UAB has updated its visitor policy to permit one caregiver at a time per patient. All waiting areas are closed; caregivers must wear masks, and none can enter hospital facilities between 8 p.m. and 5 a.m.
Two caregivers are allowed in the Regional Neonatal Intensive Care Unit and the Continuing Care Nursery.
Report says masks are effective
Doctors at UAB said universal masking of health workers reduced their staff’s risk of exposure from Covid by 68% in the early days of the pandemic last year.

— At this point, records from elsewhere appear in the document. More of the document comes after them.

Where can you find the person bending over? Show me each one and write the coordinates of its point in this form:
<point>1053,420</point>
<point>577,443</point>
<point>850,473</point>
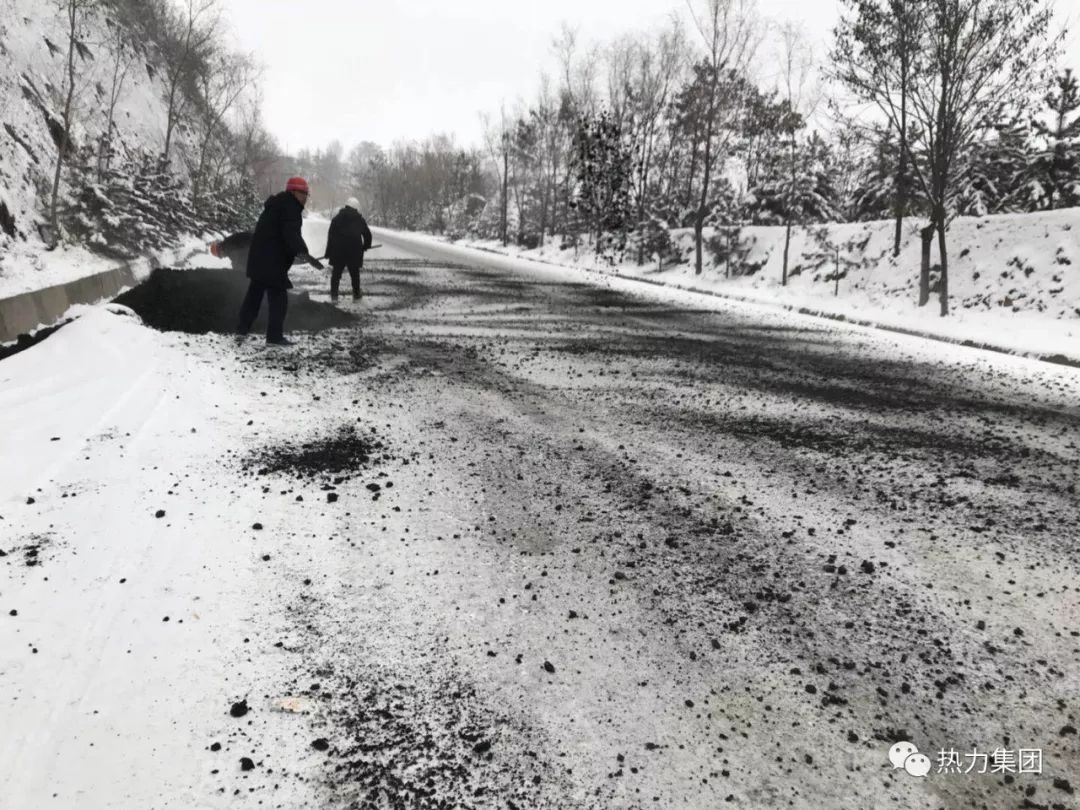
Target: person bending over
<point>275,244</point>
<point>346,241</point>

Their findings were reported last fall in the journal Clinical Infectious Diseases, where they also reported that universal testing further decreased exposures by 77%.
UAB’s masking decision was made in March 2020, said Dr. Rachel Lee, assistant professor in the Division of Infectious Diseases.
“Now, 18 months into this pandemic, we have real-world observational data supporting the use of masks in both children and adults,” said Lee, the study’s senior author.
Numerous studies have shown that children are minimally affected by wearing facial masks, said Dr. Todd McCarty, also an assistant professor of infectious diseases.
“We have substantial observational data that all points in the same direction: that children fare well even while wearing masks in many of the socialization skills that are important at a young age,” McCarty said.
Dr. Jeanne Marrazzo, director of the Infectious Disease Division, said, “The evidence is very persuasive that masks work in public to prevent community spread of transmission.”
Vaccination required for nursing home workers
With the coronavirus spreading across the nation, President Biden on Wednesday said nursing homes that receive federal funding through Medicaid or Medicare must require employees to be vaccinated.
The requirement would apply to more than 15,000 nursing homes nationwide.
The president of the Alabama Nursing Home Association, Brandon Farmer, said Alabama is ahead of other states in the percentage of nursing home residents and staff that have received the vaccines.